Monthly Archives: May 2012

e-ddiction

You know you really have a problem with social networking when, without even realising it, you have turned on your computer and automatically opened facebook.

How? When? Why? has this happened to me?

Ironically I was the kind of person who shunned social media. Two years ago I went to visit my best friend interstate. To avoid travelling too far with miss 18 months, we stayed with my aunt the night before our flight. She took me to the computer and showed me how she had been playing Scrabble with friends on facebook. She and my dad had long ago been great rivals at Scrabble and she was encouraging me to teach him how to play her. While online she showed me how a cousin (who was housesitting and catsitting for us) was also online and they proceeded to chat. I was still not converted.

When we arrived at my besties I realised she was hooked. She would pop off for a few minutes and continue building whatever civilisation she was into at the time, chat to people and show me all the friends she had caught up with since we had been at school. I found it a bit antisocial seeing as I had travelled the width of the country, husband and child in tow, to spend time with her. I was still not converted.

One day I attended a PD day at the TAFE I was working for. A guest speaker on the day praised the benefits of facebook and twitter to the training community. It was a way to communicate with Gen Y and he spoke of setting up groups to encourage collaboration and networking amongst the students. He himself spent his train journey home in the evening tweeting from his phone. reluctantly I went home and set up my facebook account. I was still not converted.
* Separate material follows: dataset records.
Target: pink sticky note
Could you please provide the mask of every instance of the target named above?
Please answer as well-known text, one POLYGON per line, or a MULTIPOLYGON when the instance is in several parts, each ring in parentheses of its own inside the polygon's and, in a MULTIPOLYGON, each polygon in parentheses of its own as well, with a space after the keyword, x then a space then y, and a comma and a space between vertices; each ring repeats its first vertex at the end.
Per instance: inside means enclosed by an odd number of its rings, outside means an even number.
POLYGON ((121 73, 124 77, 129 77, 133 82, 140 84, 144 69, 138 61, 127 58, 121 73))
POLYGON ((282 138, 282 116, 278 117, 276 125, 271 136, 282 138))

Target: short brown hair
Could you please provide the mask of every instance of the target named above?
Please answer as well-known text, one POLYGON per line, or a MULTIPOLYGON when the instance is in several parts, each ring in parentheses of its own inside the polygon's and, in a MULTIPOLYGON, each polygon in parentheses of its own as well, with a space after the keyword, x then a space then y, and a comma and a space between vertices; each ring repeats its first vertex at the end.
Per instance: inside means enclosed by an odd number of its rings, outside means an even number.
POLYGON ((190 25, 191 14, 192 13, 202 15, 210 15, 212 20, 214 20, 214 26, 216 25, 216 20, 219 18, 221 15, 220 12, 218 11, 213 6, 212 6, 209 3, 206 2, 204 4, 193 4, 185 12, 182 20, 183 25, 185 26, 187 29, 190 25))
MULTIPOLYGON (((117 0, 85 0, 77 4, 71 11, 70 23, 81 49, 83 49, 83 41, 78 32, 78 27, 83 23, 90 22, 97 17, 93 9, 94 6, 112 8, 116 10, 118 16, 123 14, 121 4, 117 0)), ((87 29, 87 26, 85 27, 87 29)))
Within a couple of days I was inundated with friend requests. I was selective and only chose to friend people I would sit down and have a coffee or a wine with in person. I started to understand the buzz Gen Y must get from collecting as many friends as they can. Not much had changed since I left school, life is still a popularity contest, no matter how we try to pretend it isn’t. My inbox was full of notifications, every time I checked my email I ended up back on facebook. I posted some snippets, wow,all these friends choose to like or comment on my posts(again feeling somewhat popular). I was converted.

Next I began my e-learning journey. Number 2 baby was 3 months old, number 1 almost 3 years. I was encouraged to experiment with Twitter, I took some time to warm to it, but before I knew it I was tweeting, retweeting and favouriting a a range of things. I liked how I knew the news as it happened, I could link to all sorts of blogs, and websites.  Now most days I have a quick look in the morning. Again, I was converted.

Today I have my facebook account, twitter (https://twitter.com/shaunaflee), google +, eleaders4hume ning, ynhservices ning, LinkedIn, I am writing this blog on wordpress and probably more I have joined and can’t even remember.

All this networking is great, but it doesn’t detract from my face to face relationships. This week I have had some long time friends around for drinks, I have spoken to a couple of my nearest and dearest on the phone, and today had  a dear friend drop in, without needing to phone/message/inbox, to just catch up for a gossip a coffee and a laugh. This was the best form of social networking I have experienced this month.

All I want for Mothers Day…

With Mothers Day looming the mail box is filling up with catalogues from every retailer imaginable. they all suggest gifts which are ‘perfect for Mum’ and promise to ‘spoil Mum this Mothers Day’.

Well I am not sure about any of the other mothers out there, but I have a few rules when it comes to gifts.

Rule #1 if it has a three point plug attached, don’t buy it for me. I mean really, a gift is supposed to be personal, is a kitchen appliance going to make me a better cook so I can be a better mother? Is this what Mothers Day is all about?

Rule #2 if you are going to buy perfume, buy the same one which is all but used up in the cupboard. The fact that it is used means I like it. The reason all those other bottles are still there almost full is because they do not suit me.

Rule #3 Pyjamas and slippers are very useful for hospital stays. Seeing as I have produced a perfect pigeon pair of children, I do not intend to have another hospital stay any time in the foreseeable future, so wait until I need them in case my size changes.

Rule #4 Taking me out to lunch after 20+ years as a hospitality worker does not appeal to me. Not only do I not want to battle the hoards of others doing the same thing, but I do not wish to have the menu dictated to me in the form of a special deal for Mothers Day. This will also undoubtably result in me still going home and cooking everyone dinner, therefore making it a Mothers Few Hours rather than Mothers Day.

My ideal gift would be to be sent to a Motel for a night, just me, a bottle of red, a block of dark, some form of room service dinner (a delivered pizza will do), and a really good book. My husband actually thinks I am joking each time I tell him of my Mothers Day Fantasy. He tell’s me it’s not about me, it’s about the kids. Well why call it Mothers Day?

Now you might be thinking at this point how ungrateful and nasty (bitch!) I am being, but this is my fourth Mothers Day and finally I think I am going to get something I truly will love.

You see my girl is now at pre school, and the most beautiful gift any mum can ask for is something which is created with love. I anticipate I shall be receiving some gorgeous piece of artwork, created just for me, and the love will jump out and slap me in the face (for being such a bitch!)